This is somewhat related to another post I just started (Top Ten conerns). I noticed in the top ten list a number of swimmers (generally very fast swimmers) who swam their first nationals (or any other masters meet) in 5 years due to being in a new age group. I state this by looking at the past few years top ten lists and not seeing their names. Is this a good thing for masters swimming? Swimmers whose only affiliation with masters swimming is showing up to one meet every 5 years to break a record. These records should be owned by people that are true masters swimmers.
What is a true masters swimmers?- Perhaps doing a few meets a year might work. When I swam on an age group team as a child, I know in order to qualify for our championship meet, we had to swim at least 3 regular meets. Perhaps a rule like that for Nationals could begin to fix this problem-
If not, many of our national records will be held by "ringers"
Parents
Former Member
Time for me to chime in:
1. I eat Ho-Hos ... and Moon Pies ... and Ring-dings ... though I did give up twinkies awhile back
2. I swim maybe 6-8 meets a year and most of them I swim poorly at because the events are seeded by time, not gender, and I invariably end up in a lane between 2 guys who are a lot taller, bigger, heavier, and their wake blows me out of the water on the sprint events. I might as well be swimming a time trial after workout. Only occasionally do I actually get to race against women
3. I taper for nationals and that is the only place I swim fast, the only meet I care about.

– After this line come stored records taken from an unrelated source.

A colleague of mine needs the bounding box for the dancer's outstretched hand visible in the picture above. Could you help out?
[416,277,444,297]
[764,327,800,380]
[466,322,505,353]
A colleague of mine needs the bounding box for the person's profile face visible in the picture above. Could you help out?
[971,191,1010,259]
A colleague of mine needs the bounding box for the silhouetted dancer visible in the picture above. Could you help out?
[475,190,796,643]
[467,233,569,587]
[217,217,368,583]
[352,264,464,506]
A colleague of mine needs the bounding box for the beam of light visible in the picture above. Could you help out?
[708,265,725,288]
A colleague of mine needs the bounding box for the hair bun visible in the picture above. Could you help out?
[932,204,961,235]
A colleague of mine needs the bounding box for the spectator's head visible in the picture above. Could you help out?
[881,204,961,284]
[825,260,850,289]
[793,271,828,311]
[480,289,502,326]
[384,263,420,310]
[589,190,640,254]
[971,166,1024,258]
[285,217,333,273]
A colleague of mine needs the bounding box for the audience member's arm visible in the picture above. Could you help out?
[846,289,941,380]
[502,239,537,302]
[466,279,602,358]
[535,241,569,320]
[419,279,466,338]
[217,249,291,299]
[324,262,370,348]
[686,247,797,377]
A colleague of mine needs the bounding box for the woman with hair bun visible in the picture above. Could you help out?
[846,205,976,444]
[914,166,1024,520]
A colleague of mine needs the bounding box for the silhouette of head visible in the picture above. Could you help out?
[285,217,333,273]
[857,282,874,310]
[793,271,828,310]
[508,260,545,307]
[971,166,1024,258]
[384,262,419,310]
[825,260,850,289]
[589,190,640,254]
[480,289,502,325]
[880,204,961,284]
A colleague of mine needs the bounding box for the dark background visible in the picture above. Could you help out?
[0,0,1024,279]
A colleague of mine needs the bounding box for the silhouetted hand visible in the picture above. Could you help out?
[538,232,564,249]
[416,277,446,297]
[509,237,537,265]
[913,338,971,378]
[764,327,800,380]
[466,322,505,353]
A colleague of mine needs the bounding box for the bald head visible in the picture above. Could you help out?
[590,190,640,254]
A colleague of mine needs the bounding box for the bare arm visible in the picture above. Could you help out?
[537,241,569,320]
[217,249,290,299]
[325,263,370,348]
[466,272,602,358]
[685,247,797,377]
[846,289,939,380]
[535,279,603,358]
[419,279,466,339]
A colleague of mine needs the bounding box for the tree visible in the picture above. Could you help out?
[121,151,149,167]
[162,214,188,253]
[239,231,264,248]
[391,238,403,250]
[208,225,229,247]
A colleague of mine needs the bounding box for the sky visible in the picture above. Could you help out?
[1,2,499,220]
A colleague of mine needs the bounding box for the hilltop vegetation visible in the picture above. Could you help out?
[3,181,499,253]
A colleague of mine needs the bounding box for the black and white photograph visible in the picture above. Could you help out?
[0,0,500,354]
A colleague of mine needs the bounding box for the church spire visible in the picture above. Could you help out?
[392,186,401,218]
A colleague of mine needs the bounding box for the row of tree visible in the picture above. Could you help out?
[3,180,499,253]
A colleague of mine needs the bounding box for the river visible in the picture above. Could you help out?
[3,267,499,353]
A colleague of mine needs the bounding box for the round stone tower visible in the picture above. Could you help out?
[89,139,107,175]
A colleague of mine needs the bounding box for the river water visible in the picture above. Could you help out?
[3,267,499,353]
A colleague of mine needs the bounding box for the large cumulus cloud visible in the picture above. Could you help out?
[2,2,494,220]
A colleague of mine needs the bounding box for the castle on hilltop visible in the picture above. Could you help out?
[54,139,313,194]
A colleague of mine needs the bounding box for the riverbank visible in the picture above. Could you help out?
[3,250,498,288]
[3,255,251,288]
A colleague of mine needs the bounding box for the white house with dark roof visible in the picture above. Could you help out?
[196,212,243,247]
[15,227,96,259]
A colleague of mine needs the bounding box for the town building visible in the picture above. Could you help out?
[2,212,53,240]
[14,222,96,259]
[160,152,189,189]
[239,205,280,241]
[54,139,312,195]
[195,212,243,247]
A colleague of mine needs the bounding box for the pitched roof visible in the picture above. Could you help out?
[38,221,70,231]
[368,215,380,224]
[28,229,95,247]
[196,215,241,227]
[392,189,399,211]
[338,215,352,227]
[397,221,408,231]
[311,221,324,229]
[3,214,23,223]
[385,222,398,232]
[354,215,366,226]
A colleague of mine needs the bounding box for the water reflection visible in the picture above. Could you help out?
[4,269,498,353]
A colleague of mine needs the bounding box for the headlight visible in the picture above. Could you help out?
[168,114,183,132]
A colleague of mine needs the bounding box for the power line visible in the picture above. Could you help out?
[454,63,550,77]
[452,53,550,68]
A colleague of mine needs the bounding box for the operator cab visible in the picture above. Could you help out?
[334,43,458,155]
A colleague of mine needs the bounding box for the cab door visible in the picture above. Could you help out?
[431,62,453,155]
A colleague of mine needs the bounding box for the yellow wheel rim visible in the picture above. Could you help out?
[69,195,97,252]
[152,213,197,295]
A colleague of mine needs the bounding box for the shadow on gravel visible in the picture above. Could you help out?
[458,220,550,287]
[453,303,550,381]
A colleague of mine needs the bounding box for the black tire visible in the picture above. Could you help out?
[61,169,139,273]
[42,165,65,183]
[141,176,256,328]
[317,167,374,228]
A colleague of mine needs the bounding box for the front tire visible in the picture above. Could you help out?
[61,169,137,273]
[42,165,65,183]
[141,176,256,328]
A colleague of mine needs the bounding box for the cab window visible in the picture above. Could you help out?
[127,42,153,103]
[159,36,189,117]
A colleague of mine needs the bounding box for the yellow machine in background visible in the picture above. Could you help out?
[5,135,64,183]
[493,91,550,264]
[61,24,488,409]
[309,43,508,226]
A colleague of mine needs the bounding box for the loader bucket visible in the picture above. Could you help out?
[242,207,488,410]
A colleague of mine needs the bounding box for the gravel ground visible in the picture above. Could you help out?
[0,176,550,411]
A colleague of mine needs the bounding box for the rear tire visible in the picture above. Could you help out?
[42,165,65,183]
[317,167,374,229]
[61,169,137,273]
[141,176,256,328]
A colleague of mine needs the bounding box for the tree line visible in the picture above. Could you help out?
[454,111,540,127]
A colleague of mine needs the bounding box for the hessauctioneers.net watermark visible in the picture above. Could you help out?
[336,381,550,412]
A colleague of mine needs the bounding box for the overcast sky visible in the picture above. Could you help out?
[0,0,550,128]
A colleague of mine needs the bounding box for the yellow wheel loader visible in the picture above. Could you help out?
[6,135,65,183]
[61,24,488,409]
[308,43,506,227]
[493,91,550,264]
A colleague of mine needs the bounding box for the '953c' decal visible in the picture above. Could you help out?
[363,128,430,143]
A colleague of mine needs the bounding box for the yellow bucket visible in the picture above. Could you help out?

Does the above disqualify me from Top Ten, I think not.
Some of us swim for fun, some for speed, some for socializing, some for health. What does it matter which of these you swim for? Masters is for everyone. Top Tens and Records are for those who are just simply the fastest.
Being fast doesn't make you more or less of a person.
Time for me to chime in:
1. I eat Ho-Hos ... and Moon Pies ... and Ring-dings ... though I did give up twinkies awhile back
2. I swim maybe 6-8 meets a year and most of them I swim poorly at because the events are seeded by time, not gender, and I invariably end up in a lane between 2 guys who are a lot taller, bigger, heavier, and their wake blows me out of the water on the sprint events. I might as well be swimming a time trial after workout. Only occasionally do I actually get to race against women
3. I taper for nationals and that is the only place I swim fast, the only meet I care about.
Does the above disqualify me from Top Ten, I think not.
Some of us swim for fun, some for speed, some for socializing, some for health. What does it matter which of these you swim for? Masters is for everyone. Top Tens and Records are for those who are just simply the fastest.
Being fast doesn't make you more or less of a person.